Solving Two Object Collision Problem

[gaimon]

I've been having some trouble with this as it isn't as simple as the two objects stick together after collision or anything...
So two objects: m1=1.96 kg m2=4.95 kg v1 initially=9.91 m/s v2 initially=15.74
the question is first what is the magnitude of velocity of the first object after collision and then the second regards the magnitude of velocity of the second after collision.
I first thought to try the m1aV1a+m2aV=m1bV1b+m2bV2b and solve for either of the final velocities using that equation to plug back into the original equation but I'd get something that would look like 97=1.96x+(97-1.96x)...obviously not going to work as they just go ahead and cancel each other out.
So I'm at a loss currently now. Any help would be appreciated of course.

 

[OlderDan]

I've been having some trouble with this as it isn't as simple as the two objects stick together after collision or anything...
So two objects: m1=1.96 kg m2=4.95 kg v1 initially=9.91 m/s v2 initially=15.74
the question is first what is the magnitude of velocity of the first object after collision and then the second regards the magnitude of velocity of the second after collision.
I first thought to try the m1aV1a+m2aV=m1bV1b+m2bV2b and solve for either of the final velocities using that equation to plug back into the original equation but I'd get something that would look like 97=1.96x+(97-1.96x)...obviously not going to work as they just go ahead and cancel each other out.
So I'm at a loss currently now. Any help would be appreciated of course.

If the objects are not sticking together, but the collision is not elastic, you don't have enough information. Did you leave something out?

 

[gaimon]

All I was given was that they were on a ramp released from 5.11 m off of the ground, that m1 and m2 were respectively 1.96 kg and 4.95 kg. I figured out the velocity each was traveling before the collision by v=sqrt(mgh) and so that gave v1=9.91m/s and v2=15.74m/s.

That's all that I have.

 

[OlderDan]

All I was given was that they were on a ramp released from 5.11 m off of the ground, that m1 and m2 were respectively 1.96 kg and 4.95 kg. I figured out the velocity each was traveling before the collision by v=sqrt(mgh) and so that gave v1=9.91m/s and v2=15.74m/s.

That's all that I have.

It is not true that v=sqrt(mgh). If they are released from the same ramp they will have the same velocity all the time. Something is very wrong here. State the full problem please.

 

[gaimon]

Two blocks of masses m1 = 1.96 kg and m2 = 4.95 kg are each released from rest, at opposite sides of a ramp, at a height of h = 5.11 m on a frictionless track and undergo an elastic head-on collision.
a)Determine the velocity of the m1 = 1.96 kg block just before the collision.
this I used v=sqrt(mgh) finding v=9.91m/s which the computer told me was correct.
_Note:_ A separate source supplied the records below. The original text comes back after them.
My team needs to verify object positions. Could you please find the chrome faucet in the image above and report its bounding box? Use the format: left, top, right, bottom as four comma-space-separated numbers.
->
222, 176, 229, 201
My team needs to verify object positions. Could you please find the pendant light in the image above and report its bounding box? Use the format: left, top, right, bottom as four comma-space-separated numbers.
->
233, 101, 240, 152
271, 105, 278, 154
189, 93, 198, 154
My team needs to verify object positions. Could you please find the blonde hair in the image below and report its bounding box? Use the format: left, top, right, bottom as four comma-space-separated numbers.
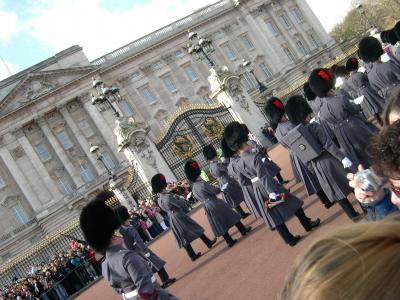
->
281, 218, 400, 300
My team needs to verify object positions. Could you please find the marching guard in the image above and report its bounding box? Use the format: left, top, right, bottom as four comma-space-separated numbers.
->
358, 36, 400, 98
79, 195, 177, 300
224, 122, 320, 246
114, 205, 176, 288
203, 144, 250, 219
242, 124, 289, 185
309, 68, 373, 171
343, 57, 385, 126
265, 98, 333, 209
151, 174, 217, 261
283, 96, 360, 221
185, 160, 251, 247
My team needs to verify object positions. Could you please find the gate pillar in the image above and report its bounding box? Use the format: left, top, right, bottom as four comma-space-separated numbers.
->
114, 117, 176, 184
208, 66, 266, 145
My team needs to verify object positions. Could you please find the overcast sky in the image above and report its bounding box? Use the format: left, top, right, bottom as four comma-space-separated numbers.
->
0, 0, 350, 80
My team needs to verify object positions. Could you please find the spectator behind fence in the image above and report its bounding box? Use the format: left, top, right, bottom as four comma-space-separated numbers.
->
280, 219, 400, 300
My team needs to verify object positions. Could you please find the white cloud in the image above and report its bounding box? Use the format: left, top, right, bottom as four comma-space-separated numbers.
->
0, 57, 19, 80
306, 0, 352, 32
0, 0, 19, 43
27, 0, 215, 60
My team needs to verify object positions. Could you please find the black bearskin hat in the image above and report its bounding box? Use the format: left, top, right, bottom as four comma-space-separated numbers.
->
358, 36, 383, 62
346, 57, 359, 72
264, 97, 285, 124
151, 174, 167, 194
303, 81, 317, 101
242, 123, 250, 134
285, 95, 312, 125
221, 138, 235, 158
203, 144, 217, 160
224, 122, 249, 152
114, 205, 131, 224
79, 199, 120, 253
308, 68, 335, 97
185, 160, 201, 182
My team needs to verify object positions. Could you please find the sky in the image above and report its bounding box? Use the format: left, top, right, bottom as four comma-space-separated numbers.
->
0, 0, 351, 80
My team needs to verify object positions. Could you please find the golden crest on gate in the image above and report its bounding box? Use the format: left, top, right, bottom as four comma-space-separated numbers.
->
171, 134, 195, 159
201, 117, 224, 139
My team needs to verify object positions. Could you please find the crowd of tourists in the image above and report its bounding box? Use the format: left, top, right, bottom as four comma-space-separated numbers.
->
0, 240, 101, 300
6, 23, 400, 300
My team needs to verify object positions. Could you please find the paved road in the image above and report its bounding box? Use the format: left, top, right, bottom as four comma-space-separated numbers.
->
77, 146, 360, 300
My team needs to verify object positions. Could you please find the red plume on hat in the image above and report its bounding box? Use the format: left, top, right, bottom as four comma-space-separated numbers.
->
318, 70, 331, 81
272, 99, 283, 109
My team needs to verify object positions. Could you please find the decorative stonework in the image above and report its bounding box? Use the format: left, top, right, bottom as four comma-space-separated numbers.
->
11, 146, 25, 160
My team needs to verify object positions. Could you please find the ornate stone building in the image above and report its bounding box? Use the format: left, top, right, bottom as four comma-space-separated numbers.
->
0, 0, 341, 262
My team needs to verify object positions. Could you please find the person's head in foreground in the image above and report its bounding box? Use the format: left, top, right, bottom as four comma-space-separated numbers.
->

I just went ahead and found v2=15.74 for the heck of it.
b.)Determine the magnitude of the velocity of the m2 = 4.95 kg block just after the collision.

 

[OlderDan]

Two blocks of masses m1 = 1.96 kg and m2 = 4.95 kg are each released from rest, at opposite sides of a ramp, at a height of h = 5.11 m on a frictionless track and undergo an elastic head-on collision.
a)Determine the velocity of the m1 = 1.96 kg block just before the collision.
this I used v=sqrt(mgh) finding v=9.91m/s which the computer told me was correct. I just went ahead and found v2=15.74 for the heck of it.
b.)Determine the magnitude of the velocity of the m2 = 4.95 kg block just after the collision.

First, you titled the thread Inelastic Collision, but the problem says the collision is elastic. Second, there is no such equation as v = sqrt(mgh). You will need to correct this to find the correct velocities before the collision. Once you have the correct velocities before the collision, you can find the velocities after the collision using conservation of momentum and conservation of total kinetic energy.